Hamburg. Umfrage zeigt Nachteile gegenüber konkurrierenden Städten wie Berlin und München. Was die Hansestadt laut Experten besser machen muss.
Eigentlich ist es durchaus eine Erfolgsgeschichte: Bei aktuell 120 Start-ups in Hamburg arbeiten 3199 Menschen, vor einem Jahr waren es 1354. Doch der „Deutsche Startup Monitor“, eine alljährlich vom Bundesverband Deutsche Startups in Kooperation mit der Wirtschaftsprüfungs- und Unternehmensberatungsfirma PwC sowie dem akademischen Partner netSTART erstellte Umfrage enthält auch deutliche Kritik am Gründungsstandort Hamburg.
So bewerten nur 43 Prozent der jungen (bis zehn Jahre), innovativen und wachstumsorientierten Firmen in der Hansestadt ihr Umfeld mit sehr gut oder gut – das sind erheblich weniger als im Bundesschnitt (58 Prozent).

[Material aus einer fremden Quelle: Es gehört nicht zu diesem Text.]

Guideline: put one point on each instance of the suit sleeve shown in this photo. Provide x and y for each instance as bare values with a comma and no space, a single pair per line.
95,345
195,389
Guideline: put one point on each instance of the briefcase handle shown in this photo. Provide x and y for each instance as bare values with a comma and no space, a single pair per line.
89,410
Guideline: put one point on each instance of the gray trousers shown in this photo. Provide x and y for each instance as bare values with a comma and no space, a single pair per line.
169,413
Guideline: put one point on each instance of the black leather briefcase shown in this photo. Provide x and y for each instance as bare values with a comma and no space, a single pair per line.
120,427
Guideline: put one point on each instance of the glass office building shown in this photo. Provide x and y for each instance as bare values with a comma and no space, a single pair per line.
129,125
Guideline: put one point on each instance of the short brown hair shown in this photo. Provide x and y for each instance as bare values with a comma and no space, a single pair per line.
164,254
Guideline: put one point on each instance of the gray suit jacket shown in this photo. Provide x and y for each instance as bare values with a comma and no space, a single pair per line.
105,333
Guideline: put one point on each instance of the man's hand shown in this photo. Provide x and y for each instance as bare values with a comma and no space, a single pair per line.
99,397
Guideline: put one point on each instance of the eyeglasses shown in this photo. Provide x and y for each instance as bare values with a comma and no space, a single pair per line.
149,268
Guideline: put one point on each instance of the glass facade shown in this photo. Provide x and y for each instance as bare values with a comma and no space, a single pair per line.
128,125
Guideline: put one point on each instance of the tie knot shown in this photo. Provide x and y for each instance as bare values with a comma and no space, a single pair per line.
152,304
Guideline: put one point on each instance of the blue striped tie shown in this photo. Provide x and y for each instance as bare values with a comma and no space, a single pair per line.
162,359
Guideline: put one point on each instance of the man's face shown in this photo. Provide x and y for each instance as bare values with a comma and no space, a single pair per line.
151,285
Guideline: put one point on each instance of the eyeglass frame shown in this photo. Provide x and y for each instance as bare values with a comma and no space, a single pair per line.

Damit schneide Hamburg gerade im Vergleich zu den beiden anderen Top-3-Start-up-Metropolen Berlin und München schlecht ab, heißt es von PwC: In Berlin finden 68 Prozent der Firmengründer die Umfeldbedingungen gut oder sehr gut, in München sagen das 67 Prozent.
Zwar würden 94 Prozent der Hamburger Gründerinnen und Gründer nach der jetzigen Firma abermals ein neues Unternehmen aufbauen, aber nur etwas mehr als die Hälfte von ihnen (55 Prozent) würde das wieder am gleichen Standort tun – im deutschlandweiten Mittel täten das der Umfrage zufolge immerhin 67 Prozent.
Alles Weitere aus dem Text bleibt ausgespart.